Visit Tiffany or the Alcazar Cabaret and enjoy a show

Meanwhile, North Pattaya’s celebrated, long-running Tiffany Show is a lavish transvestite cabaret that stars high-kicking kathoey (ladyboys) whose skilled performances and stunning looks take any sense of “drag” out of the occasion. It’s good, clean, lip-synched fun and suitable for the family.

And So To Sleep

You’re spoiled for bed choices in Pattaya-Jomtien with around 150,000 rooms. Major hotel brands (most offering sea views) include Holiday Inn, Intercontinental, Hilton, Dusit, Anantra, Centara, the Pullman and Royal Cliff, plus independents like the Deco-themed, beachfront boutique Wave Hotel.

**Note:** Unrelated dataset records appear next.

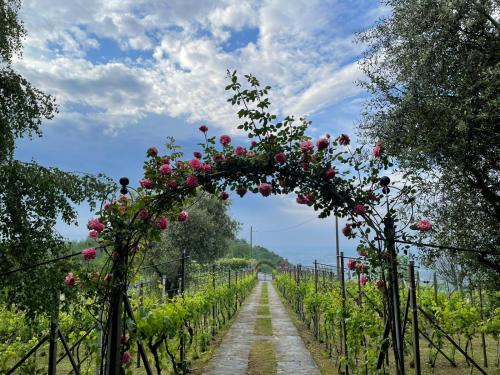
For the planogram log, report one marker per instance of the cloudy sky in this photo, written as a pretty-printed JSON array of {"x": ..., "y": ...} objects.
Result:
[{"x": 129, "y": 73}]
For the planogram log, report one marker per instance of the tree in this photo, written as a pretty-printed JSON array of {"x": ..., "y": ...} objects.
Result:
[
  {"x": 433, "y": 69},
  {"x": 32, "y": 197}
]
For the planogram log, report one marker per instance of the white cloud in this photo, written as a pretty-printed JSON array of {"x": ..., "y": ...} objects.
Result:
[{"x": 299, "y": 52}]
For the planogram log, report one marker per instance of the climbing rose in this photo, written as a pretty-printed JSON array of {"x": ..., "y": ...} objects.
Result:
[
  {"x": 162, "y": 223},
  {"x": 362, "y": 280},
  {"x": 306, "y": 146},
  {"x": 265, "y": 189},
  {"x": 207, "y": 168},
  {"x": 359, "y": 209},
  {"x": 330, "y": 173},
  {"x": 195, "y": 164},
  {"x": 192, "y": 181},
  {"x": 344, "y": 140},
  {"x": 280, "y": 157},
  {"x": 146, "y": 183},
  {"x": 322, "y": 143},
  {"x": 424, "y": 225},
  {"x": 351, "y": 264},
  {"x": 165, "y": 169},
  {"x": 95, "y": 224},
  {"x": 70, "y": 280},
  {"x": 225, "y": 140},
  {"x": 143, "y": 214},
  {"x": 89, "y": 254},
  {"x": 183, "y": 216},
  {"x": 152, "y": 151},
  {"x": 126, "y": 357},
  {"x": 240, "y": 151}
]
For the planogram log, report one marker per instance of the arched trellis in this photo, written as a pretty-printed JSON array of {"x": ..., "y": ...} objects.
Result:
[{"x": 280, "y": 160}]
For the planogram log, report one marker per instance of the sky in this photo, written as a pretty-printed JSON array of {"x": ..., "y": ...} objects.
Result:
[{"x": 129, "y": 73}]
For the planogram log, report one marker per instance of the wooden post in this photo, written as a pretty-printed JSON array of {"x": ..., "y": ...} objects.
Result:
[{"x": 414, "y": 318}]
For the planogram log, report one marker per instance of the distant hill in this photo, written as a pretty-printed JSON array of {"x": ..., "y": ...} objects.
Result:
[{"x": 241, "y": 249}]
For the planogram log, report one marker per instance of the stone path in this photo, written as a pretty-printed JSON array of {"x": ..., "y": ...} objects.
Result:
[{"x": 291, "y": 354}]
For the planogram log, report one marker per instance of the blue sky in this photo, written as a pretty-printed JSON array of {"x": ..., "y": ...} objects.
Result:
[{"x": 127, "y": 74}]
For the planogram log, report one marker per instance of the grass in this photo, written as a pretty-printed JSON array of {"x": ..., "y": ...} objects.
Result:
[{"x": 262, "y": 358}]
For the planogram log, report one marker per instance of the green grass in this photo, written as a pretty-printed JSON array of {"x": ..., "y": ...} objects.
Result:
[{"x": 262, "y": 358}]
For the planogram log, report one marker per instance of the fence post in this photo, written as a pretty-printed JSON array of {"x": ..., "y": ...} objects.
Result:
[
  {"x": 54, "y": 329},
  {"x": 414, "y": 318}
]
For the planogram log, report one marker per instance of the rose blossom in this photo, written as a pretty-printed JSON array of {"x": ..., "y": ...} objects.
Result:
[
  {"x": 192, "y": 181},
  {"x": 183, "y": 216},
  {"x": 152, "y": 151},
  {"x": 89, "y": 254},
  {"x": 330, "y": 173},
  {"x": 165, "y": 169},
  {"x": 162, "y": 223},
  {"x": 225, "y": 140},
  {"x": 344, "y": 140},
  {"x": 146, "y": 183},
  {"x": 322, "y": 143},
  {"x": 359, "y": 209},
  {"x": 240, "y": 151},
  {"x": 306, "y": 146},
  {"x": 424, "y": 225},
  {"x": 280, "y": 157},
  {"x": 70, "y": 280},
  {"x": 265, "y": 189}
]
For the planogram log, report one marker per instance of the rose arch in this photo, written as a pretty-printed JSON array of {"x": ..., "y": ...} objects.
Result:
[{"x": 327, "y": 175}]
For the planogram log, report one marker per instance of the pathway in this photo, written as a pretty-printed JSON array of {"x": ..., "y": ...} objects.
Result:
[{"x": 292, "y": 357}]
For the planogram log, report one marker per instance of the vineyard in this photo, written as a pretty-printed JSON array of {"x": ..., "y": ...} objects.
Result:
[
  {"x": 458, "y": 332},
  {"x": 166, "y": 334}
]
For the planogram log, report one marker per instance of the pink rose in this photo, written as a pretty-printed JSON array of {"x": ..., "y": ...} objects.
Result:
[
  {"x": 344, "y": 140},
  {"x": 280, "y": 157},
  {"x": 225, "y": 140},
  {"x": 265, "y": 189},
  {"x": 424, "y": 225},
  {"x": 95, "y": 224},
  {"x": 330, "y": 173},
  {"x": 362, "y": 280},
  {"x": 143, "y": 214},
  {"x": 70, "y": 280},
  {"x": 322, "y": 143},
  {"x": 192, "y": 181},
  {"x": 359, "y": 209},
  {"x": 146, "y": 183},
  {"x": 162, "y": 223},
  {"x": 195, "y": 164},
  {"x": 183, "y": 216},
  {"x": 306, "y": 146},
  {"x": 240, "y": 151},
  {"x": 126, "y": 357},
  {"x": 152, "y": 151},
  {"x": 165, "y": 169},
  {"x": 89, "y": 254}
]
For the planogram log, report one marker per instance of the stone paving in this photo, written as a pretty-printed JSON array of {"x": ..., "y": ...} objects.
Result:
[{"x": 291, "y": 354}]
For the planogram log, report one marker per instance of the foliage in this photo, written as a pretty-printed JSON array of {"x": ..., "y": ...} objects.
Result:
[{"x": 433, "y": 71}]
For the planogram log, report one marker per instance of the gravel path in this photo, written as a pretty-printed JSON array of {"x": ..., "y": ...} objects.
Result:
[{"x": 291, "y": 354}]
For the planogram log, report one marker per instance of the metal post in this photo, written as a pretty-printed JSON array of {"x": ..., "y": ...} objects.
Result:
[
  {"x": 414, "y": 318},
  {"x": 342, "y": 322}
]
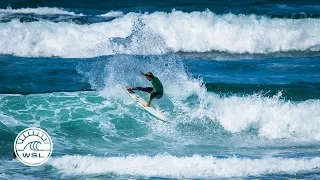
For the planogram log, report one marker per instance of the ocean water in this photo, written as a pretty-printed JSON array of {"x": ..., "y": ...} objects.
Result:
[{"x": 241, "y": 80}]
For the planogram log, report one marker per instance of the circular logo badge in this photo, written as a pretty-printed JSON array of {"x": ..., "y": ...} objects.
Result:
[{"x": 33, "y": 146}]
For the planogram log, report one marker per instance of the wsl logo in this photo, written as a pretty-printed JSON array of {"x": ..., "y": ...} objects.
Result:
[{"x": 33, "y": 146}]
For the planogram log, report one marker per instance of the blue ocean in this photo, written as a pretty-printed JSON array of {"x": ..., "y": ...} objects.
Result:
[{"x": 241, "y": 88}]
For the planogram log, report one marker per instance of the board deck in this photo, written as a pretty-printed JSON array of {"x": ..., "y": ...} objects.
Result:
[{"x": 142, "y": 103}]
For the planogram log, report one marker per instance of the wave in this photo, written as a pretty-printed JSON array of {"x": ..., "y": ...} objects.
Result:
[
  {"x": 39, "y": 11},
  {"x": 170, "y": 166},
  {"x": 160, "y": 33}
]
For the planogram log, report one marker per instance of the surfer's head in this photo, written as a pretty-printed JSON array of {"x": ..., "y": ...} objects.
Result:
[{"x": 149, "y": 75}]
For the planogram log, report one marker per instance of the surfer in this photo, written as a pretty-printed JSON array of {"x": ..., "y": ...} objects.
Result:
[{"x": 156, "y": 91}]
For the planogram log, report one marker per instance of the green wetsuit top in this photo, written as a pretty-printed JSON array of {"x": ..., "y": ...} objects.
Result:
[{"x": 157, "y": 85}]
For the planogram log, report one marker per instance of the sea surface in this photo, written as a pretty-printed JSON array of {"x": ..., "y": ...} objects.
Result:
[{"x": 241, "y": 82}]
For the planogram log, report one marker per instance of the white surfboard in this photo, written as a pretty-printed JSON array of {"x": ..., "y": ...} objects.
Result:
[{"x": 142, "y": 103}]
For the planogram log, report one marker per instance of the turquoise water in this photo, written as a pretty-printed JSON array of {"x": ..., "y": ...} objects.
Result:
[{"x": 241, "y": 87}]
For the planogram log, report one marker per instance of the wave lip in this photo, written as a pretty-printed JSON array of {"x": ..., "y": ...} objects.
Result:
[
  {"x": 195, "y": 166},
  {"x": 160, "y": 33}
]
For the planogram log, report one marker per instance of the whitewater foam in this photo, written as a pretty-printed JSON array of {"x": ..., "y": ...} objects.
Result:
[
  {"x": 159, "y": 33},
  {"x": 195, "y": 166}
]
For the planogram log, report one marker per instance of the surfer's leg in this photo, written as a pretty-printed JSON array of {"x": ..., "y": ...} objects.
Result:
[{"x": 145, "y": 89}]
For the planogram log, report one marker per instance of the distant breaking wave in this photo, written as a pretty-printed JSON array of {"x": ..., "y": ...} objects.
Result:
[
  {"x": 195, "y": 166},
  {"x": 159, "y": 33}
]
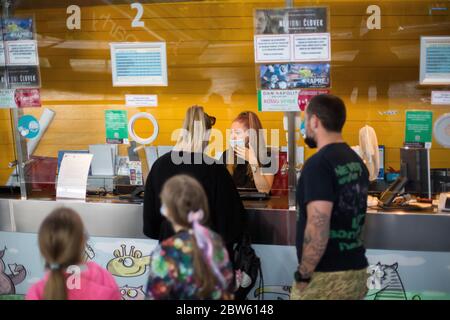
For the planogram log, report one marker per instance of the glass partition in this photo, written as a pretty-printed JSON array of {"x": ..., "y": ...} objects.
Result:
[{"x": 374, "y": 67}]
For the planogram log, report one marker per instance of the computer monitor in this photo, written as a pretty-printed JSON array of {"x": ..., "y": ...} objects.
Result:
[
  {"x": 392, "y": 191},
  {"x": 414, "y": 167}
]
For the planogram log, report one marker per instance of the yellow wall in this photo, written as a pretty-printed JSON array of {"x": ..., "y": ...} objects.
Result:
[{"x": 211, "y": 62}]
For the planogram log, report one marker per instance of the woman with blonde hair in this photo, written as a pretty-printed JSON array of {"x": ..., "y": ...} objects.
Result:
[
  {"x": 226, "y": 209},
  {"x": 192, "y": 264},
  {"x": 62, "y": 240}
]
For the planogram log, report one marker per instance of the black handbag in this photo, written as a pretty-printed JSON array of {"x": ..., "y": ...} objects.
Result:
[{"x": 247, "y": 267}]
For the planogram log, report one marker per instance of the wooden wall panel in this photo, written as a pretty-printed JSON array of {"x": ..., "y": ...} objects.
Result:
[{"x": 211, "y": 62}]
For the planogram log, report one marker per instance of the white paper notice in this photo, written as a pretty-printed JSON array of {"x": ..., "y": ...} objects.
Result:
[
  {"x": 312, "y": 47},
  {"x": 272, "y": 48},
  {"x": 73, "y": 174},
  {"x": 23, "y": 53},
  {"x": 440, "y": 97},
  {"x": 2, "y": 53},
  {"x": 141, "y": 100}
]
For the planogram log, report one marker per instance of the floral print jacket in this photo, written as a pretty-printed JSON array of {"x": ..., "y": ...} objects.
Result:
[{"x": 172, "y": 273}]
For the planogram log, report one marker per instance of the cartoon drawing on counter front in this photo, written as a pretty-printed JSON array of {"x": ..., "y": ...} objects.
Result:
[
  {"x": 89, "y": 253},
  {"x": 132, "y": 264},
  {"x": 280, "y": 292},
  {"x": 132, "y": 293},
  {"x": 8, "y": 282},
  {"x": 385, "y": 283}
]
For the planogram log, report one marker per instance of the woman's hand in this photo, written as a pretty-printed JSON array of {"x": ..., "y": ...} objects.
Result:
[{"x": 248, "y": 154}]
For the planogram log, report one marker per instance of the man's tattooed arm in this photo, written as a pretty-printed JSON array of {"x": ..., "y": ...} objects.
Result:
[{"x": 316, "y": 235}]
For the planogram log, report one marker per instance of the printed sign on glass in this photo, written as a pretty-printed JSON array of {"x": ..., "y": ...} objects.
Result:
[{"x": 295, "y": 76}]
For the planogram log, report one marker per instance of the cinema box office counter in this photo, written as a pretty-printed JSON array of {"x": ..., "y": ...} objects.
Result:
[{"x": 374, "y": 67}]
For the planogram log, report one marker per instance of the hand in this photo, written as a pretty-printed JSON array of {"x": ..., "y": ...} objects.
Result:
[
  {"x": 300, "y": 286},
  {"x": 248, "y": 154}
]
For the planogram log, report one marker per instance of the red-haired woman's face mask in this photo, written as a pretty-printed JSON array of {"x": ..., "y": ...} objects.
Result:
[{"x": 239, "y": 135}]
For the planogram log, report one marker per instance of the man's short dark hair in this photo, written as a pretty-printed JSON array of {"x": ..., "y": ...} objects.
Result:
[{"x": 330, "y": 110}]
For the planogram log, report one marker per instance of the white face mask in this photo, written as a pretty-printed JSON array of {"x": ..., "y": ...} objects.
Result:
[{"x": 237, "y": 143}]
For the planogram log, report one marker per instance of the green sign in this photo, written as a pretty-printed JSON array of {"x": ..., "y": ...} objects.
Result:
[
  {"x": 116, "y": 123},
  {"x": 419, "y": 126}
]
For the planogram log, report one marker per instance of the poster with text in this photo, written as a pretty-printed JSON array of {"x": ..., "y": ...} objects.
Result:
[
  {"x": 291, "y": 20},
  {"x": 295, "y": 76},
  {"x": 286, "y": 100},
  {"x": 435, "y": 60},
  {"x": 307, "y": 20},
  {"x": 272, "y": 48},
  {"x": 17, "y": 29},
  {"x": 419, "y": 126},
  {"x": 22, "y": 53},
  {"x": 311, "y": 47},
  {"x": 139, "y": 64},
  {"x": 21, "y": 77}
]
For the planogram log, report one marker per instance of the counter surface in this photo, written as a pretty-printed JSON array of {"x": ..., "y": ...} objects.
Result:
[{"x": 269, "y": 222}]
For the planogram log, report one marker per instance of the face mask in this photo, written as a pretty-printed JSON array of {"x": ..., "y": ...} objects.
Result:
[
  {"x": 237, "y": 143},
  {"x": 310, "y": 142},
  {"x": 163, "y": 211}
]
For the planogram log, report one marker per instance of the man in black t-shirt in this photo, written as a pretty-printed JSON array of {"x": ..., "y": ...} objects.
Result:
[{"x": 332, "y": 203}]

Hilton Pattaya’s infinity pool

Meanwhile, there are scores of quality, mid-range budget hotels stretching from snoozy Wong Amat, through the insomniac party lands of central Pattaya and far south to semi-snoozy Jomtien, not to mention well inland, east of Sukhumvit Road.

Where is Pattaya?

Pattaya, on the eastern side of the Gulf of Thailand, is 100 km as the crow flies from Bangkok, or 150km by road.

How to get to Pattaya From Bangkok

The road trip southeast to Pattaya from Bangkok takes about two hours via the Bangkok-Chonburi-Pattaya Motorway. You can take an air-conditioned bus service or book a private car and driver. The train is almost comically slow.

  • From Bangkok city centre- A frequent, direct bus service runs from the eastern bus station at Ekkamai to Pattaya North bus station.
  • From Suvarnabhumi Airport – The bus service to Pattaya leaves from level 1.
  • From Don Mueang Airport – There is no direct service from Don Mueang to Pattaya. Travel into Bangkok on the airport transfer bus to the northern bus station at Mo Chit where you will join the Pattaya bus.

Pattaya airport, officially named U-Tapao Airport, is at Sattahip about 30km from downtown Pattaya. You can fly directly to U-Tapao from Phuket, Koh Samui or Chiang Mai.

Getting around Pattaya using local transport

The songthaew, aka “the baht bus”, is Pattaya’s most popular and cheapest form of public transport. These canopied pick-up trucks have two inward-facing bench seats; the flat fare is ten baht, unless on longer trip in which case it is 20 baht. The main “loop” routes service Beach Road, Naklua and Jomtien Beach.

How many days should I spend in Pattaya?

One full day and night is a sufficient taster for some visitors. For others wanting to relax with a longer stay of swimming, dining, massage and shopping, three days would be a start. For others, two weeks is not enough.

Is Pattaya too far for a day trip from Bangkok?

Pattaya can be sampled on a long day trip from Bangkok, noting that around four hours driving time is involved, much of it on motorways and tollways. Ideally, an overnight stay is recommended because Pattaya’s draw card, its nightlife has something for everyone.

Author: Australian writer John Borthwick has covered Thailand for years, from Songkran to Loy Krathong, and is still finding new stories to write. Hill country, islands and khao niaow mamuang (mango sticky rice), he revels in almost everything about the country, with the possible exception of double pricing. And once walked across Thailand in half a day — true.